The decision which has many environmentalists – including West Coast Environmental Law – jumping with joy is the endorsement, on Friday October 1st, of 2 resolutions opposing the Enbridge Pipeline and endorsing a ban on tanker traffic on the province’s North Coast. The momentum for a legislated tanker moratorium continues to grow, as does opposition to the Enbridge Northern Gateway Pipeline (the First Nations Summit passed its own resolution against the Enbridge Pipeline on the same day). Yay! Enbridge is, predictably, not quite so happy.
But West Coast is also very encouraged by one resolution that didn’t pass.
Resolution A1 called for what it described as a “Harmonized Federal and Provincial Environmental Assessment Process”, but it actually called not for coordination or harmonization between the two levels of government, but for the creation of a single EA process.
WHEREAS the Province of British Columbia has successfully processed … environmental assessments in a more timely manner than the federal government has been able to;
AND WHEREAS many of these projects are important to the economic and social well-being of British Columbians throughout the entire province and lengthy delays in the environmental assessment process has the potential to cause many projects to be lost:
THEREFORE BE IT RESOLVED THAT the UBCM support the initiative of the Province of British Columbia to combine the environmental assessment review processes of both the provincial and the federal government into one integrated process and urges the Government of Canada to support the initiative for the betterment of British Columbians and Canadians.
Readers of this blog know that we’ve written on previous occasions about the risks of uncritically rushing into a single provincial process without discussion of how we ensure that environmental assessment is effective and actually protects the environment. The problems with the province’s environmental assessment process are becoming increasingly obvious.

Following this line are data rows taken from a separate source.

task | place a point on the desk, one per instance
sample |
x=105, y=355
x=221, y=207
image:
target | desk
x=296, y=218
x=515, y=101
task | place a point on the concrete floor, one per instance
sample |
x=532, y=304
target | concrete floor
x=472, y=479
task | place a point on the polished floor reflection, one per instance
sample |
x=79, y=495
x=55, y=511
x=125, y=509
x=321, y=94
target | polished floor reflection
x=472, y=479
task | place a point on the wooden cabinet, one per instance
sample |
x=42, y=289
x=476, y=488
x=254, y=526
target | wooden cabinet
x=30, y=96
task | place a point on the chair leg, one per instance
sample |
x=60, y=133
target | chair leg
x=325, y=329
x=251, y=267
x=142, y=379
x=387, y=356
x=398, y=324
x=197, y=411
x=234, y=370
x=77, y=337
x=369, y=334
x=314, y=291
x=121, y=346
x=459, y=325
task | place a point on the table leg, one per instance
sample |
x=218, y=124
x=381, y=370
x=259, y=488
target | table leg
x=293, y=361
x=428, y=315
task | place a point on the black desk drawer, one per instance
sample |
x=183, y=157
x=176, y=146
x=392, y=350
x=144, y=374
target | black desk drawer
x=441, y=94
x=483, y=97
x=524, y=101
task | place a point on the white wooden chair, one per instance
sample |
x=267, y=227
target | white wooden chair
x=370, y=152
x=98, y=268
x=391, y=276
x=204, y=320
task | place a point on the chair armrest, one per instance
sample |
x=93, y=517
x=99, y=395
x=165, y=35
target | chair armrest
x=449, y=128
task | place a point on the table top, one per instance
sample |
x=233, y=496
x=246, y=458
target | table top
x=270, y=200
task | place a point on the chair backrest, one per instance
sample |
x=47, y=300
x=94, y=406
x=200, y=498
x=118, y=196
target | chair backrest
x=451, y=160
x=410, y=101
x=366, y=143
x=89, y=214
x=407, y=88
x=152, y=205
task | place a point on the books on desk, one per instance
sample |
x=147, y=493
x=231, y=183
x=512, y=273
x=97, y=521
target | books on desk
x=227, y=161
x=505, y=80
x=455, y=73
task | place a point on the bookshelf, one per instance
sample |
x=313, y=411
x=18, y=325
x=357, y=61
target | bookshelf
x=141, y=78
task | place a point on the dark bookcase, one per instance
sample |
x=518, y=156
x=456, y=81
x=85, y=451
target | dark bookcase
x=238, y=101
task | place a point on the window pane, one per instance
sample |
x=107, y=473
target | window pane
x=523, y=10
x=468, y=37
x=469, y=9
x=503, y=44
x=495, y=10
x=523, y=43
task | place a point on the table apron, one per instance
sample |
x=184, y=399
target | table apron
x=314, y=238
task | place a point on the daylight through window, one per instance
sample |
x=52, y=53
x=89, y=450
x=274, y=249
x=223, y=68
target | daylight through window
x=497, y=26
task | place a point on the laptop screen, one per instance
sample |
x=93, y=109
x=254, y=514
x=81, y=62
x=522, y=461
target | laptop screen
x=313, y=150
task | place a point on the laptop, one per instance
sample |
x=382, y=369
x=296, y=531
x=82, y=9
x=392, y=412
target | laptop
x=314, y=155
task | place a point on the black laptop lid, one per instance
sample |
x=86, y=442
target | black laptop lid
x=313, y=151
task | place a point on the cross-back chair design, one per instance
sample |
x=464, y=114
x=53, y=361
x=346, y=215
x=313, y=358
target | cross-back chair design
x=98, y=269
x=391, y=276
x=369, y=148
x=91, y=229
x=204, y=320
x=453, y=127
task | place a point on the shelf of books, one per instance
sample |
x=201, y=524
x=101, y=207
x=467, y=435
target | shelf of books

While one could envision a harmonized Process that had high environmental standards, West Coast is very concerned about a call for harmonization that characterizes environmental assessment … as a barrier to job creation, rather than recognizing the need for a strong assessment process. In addition, some industries have been calling for a single process handled by the province that ignores the federal government’s environmental responsibilities.
We were very alarmed to learn of this resolution (unfortunately at a late date), which entirely failed to recognize the benefits of a strong environmental assessment process, had not only been endorsed by the North Central Local Government Association, but also that the UBCM Resolutions Committee was recommending that the UBCM endorse it (and another similar resolution). One imagines that the mining industry, or other industries advocating for a single Environmental Assessment process based on the province’s process, had lobbied hard to get the resolutions before the UBCM.
In general there was little organized opposition to the resolution from the environmental community. Oh, there was a flurry of emails from West Coast Environmental Law and some of our allies shortly before the resolution came up, trying to make sure that environmentally-minded councilors would speak against the resolution. But there should have been more. As one environmentalist said, everyone was focused on the Enbridge and Tanker resolutions.
The EA harmonization resolution was soundly defeated anyhow. Perhaps the last minute flurry of emails helped, but it was defeated largely thanks to the common sense of the local government representatives attending the conference. We understand that delegates speaking against the resolution noted that it was not well thought out and was “premature.”
I find it immensely encouraging to know that so many elected local government officials are so able to see through the provincial government’s attack on the federal EA process, and the mining industry’s calls for a single, diluted process. They know that good environmental assessment is not just “red tape”, and that we can’t rush to accept a single process simply on the grounds that it may help to create jobs.
Of course, the failure of the resolution at the UBCM’s probably won’t prevent the province from continuing to call on Ottawa to stop doing separate environmental assessments. Indeed, the defeat of the resolution didn’t even prevent Premier Campbell from used his speech at the UBCM Conference to reiterate calls for a single EA process. But it’s still very encouraging.